Hmpf, depends on their tech.  Maybe they sucked the world's Primal 
Forces dry, leaving people like us to depend on fossil fuels - and the 
Namestone!


> My target today was one of Mum’s forbidden books.  Liouville’s
> Butterflies makes remarkable claims about historic time.
 > ... The famous story is the fellow who traveled
> in time to just before the maiasaurs started their march to
> intelligence, smelled a flower by shooing away a butterfly, and when he
> returned to the present there had never been a dinosauric civilization.
>    Most small changes have tiny effects, but some are different.

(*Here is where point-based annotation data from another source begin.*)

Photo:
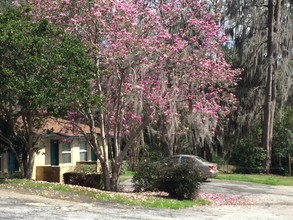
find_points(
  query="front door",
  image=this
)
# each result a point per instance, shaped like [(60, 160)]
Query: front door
[(54, 152)]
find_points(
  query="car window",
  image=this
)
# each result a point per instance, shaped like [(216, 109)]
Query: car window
[(201, 159), (186, 160)]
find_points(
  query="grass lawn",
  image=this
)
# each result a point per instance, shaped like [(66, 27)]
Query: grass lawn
[(258, 178), (157, 200)]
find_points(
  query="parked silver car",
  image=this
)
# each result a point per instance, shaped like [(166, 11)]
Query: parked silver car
[(206, 169)]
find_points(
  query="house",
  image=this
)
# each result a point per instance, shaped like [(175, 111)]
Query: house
[(61, 149)]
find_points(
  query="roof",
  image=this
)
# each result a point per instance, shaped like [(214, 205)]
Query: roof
[(65, 127)]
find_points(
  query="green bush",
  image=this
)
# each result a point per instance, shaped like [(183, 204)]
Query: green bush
[(86, 167), (179, 181), (93, 180)]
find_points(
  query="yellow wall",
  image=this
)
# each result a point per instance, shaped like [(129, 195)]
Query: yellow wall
[(43, 158)]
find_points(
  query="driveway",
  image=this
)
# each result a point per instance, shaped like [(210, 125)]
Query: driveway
[(267, 203)]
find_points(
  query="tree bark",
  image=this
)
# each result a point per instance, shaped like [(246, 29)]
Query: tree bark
[(268, 113)]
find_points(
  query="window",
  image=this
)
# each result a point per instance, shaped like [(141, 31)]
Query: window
[(83, 151), (66, 153)]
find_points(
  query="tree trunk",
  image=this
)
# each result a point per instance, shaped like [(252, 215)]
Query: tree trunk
[(269, 106)]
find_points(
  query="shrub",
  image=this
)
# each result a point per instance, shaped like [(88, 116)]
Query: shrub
[(86, 167), (93, 180), (180, 181)]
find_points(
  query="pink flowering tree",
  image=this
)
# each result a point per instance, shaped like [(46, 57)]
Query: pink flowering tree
[(158, 60)]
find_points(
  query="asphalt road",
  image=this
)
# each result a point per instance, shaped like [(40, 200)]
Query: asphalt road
[(269, 203)]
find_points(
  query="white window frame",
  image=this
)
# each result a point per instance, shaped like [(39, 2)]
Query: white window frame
[(82, 151), (66, 152)]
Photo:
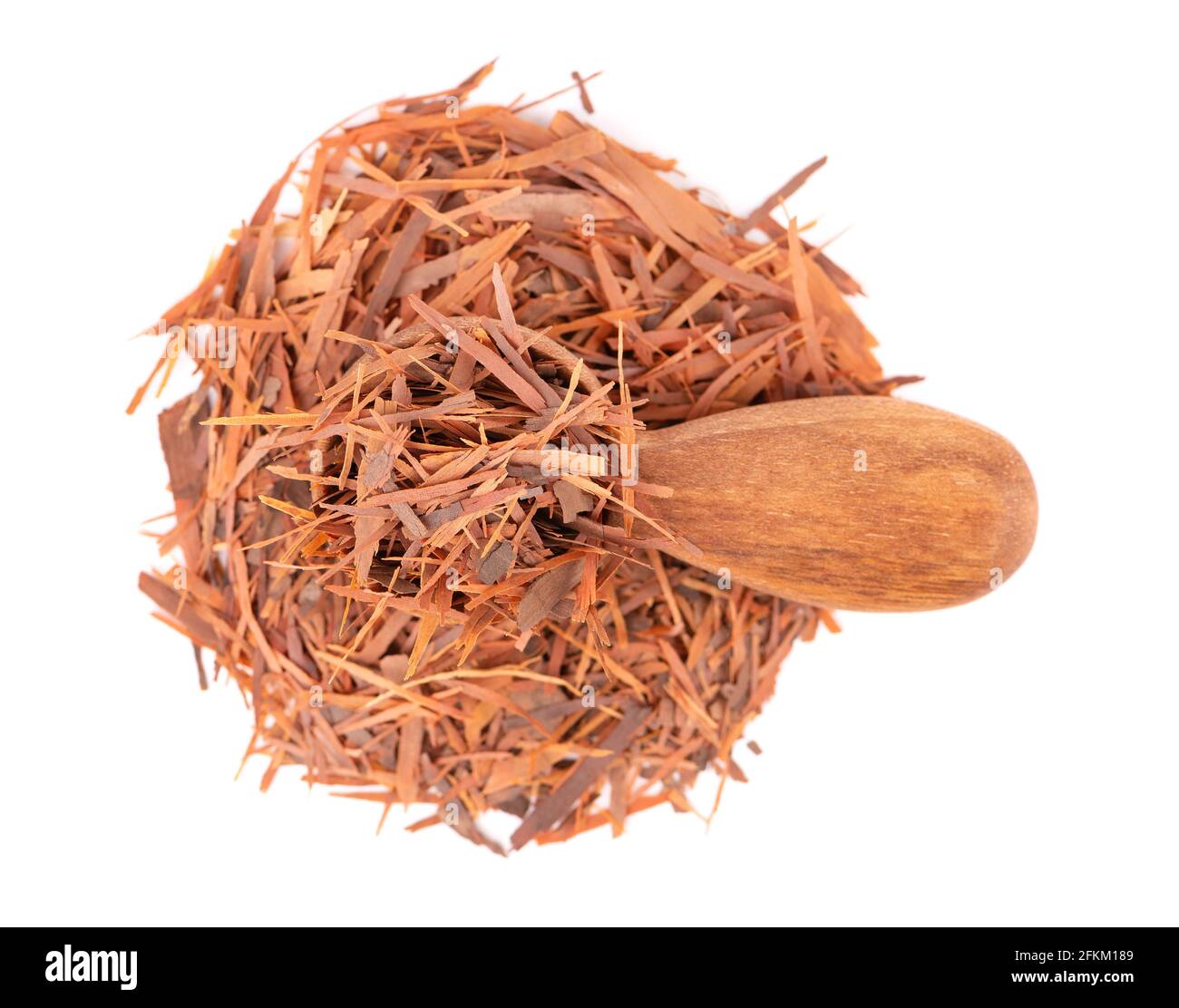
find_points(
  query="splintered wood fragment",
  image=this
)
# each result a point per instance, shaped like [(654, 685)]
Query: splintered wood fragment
[(545, 593), (495, 565), (557, 805), (409, 524)]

That's an interesting plot hook.  What kind of change makes the world 
all different - but Austria-Hungary still ever existed?  And wouldn't it 
be interesting if that sort of change-driver crashed in from Beyond? 
... Not to anticipate or drive your plot or anything.  8{D>


> Episode 1A
>
> The Girl Who Saved the World
> Text copyright © 2016 George Phillies
>
> Meet Eclipse.
>
> She's pretty, hardworking, bright, self-reliant, good with tools.  She’s
> everything a twelve-year old girl should be.  She also flies, reads
> minds, and is not afraid of necessary violence.
>
> Now she’s procured the Key to Paradise. And everyone in the world will
> be happy to kill her to get their hands on it.

If she's just twelve years old, wouldn't at least some of her enemies 
say, "But You're Just a Giiiirl!"?  The big Valkyrie especially might.


> Chapter One -- Flashforward
> The Invisible Fortress
> Evening
> January 11, 2018
>
> ...I’d recovered that palm-size sphere of crystalline sky, the
> Namestone, the Key To The Earthly Paradise. No one else in the history
> of the world had ever come close, but I’d done it.  The Namestone was
> the wonderful birthday present I gave myself, a couple months late for
> my twelfth birthday, almost as good a present as my ponies. The ponies
> were a better birthday present, not to mention I gave them to me a
> couple months before my twelfth birthday.

An eleven-year-old girl sometimes loves like a mature twelve-year-old 
girl cannot.  But I'm a boy, so I did not mature as quickly as girls do. 
  I was *thirteen* years old before I abandoned childish things like my 
fandom of certain sports stars, and instead moved on to studying things 
like Austria-Hungary...  Heh.

This episode told me more than I ever knew about the protagonist.  And 
this story shows more potential than ever now.

-- 
(signed) Scott Eiler  8{D> -------- http://www.eilertech.com/ ---------

When you *are* the leader... whatever goes wrong... whether you did it
or not... *you* are held responsible. - Barack Obama

I know. - Archie Andrews

- from Archie #617, March 2011, scripted by Alex Simmons.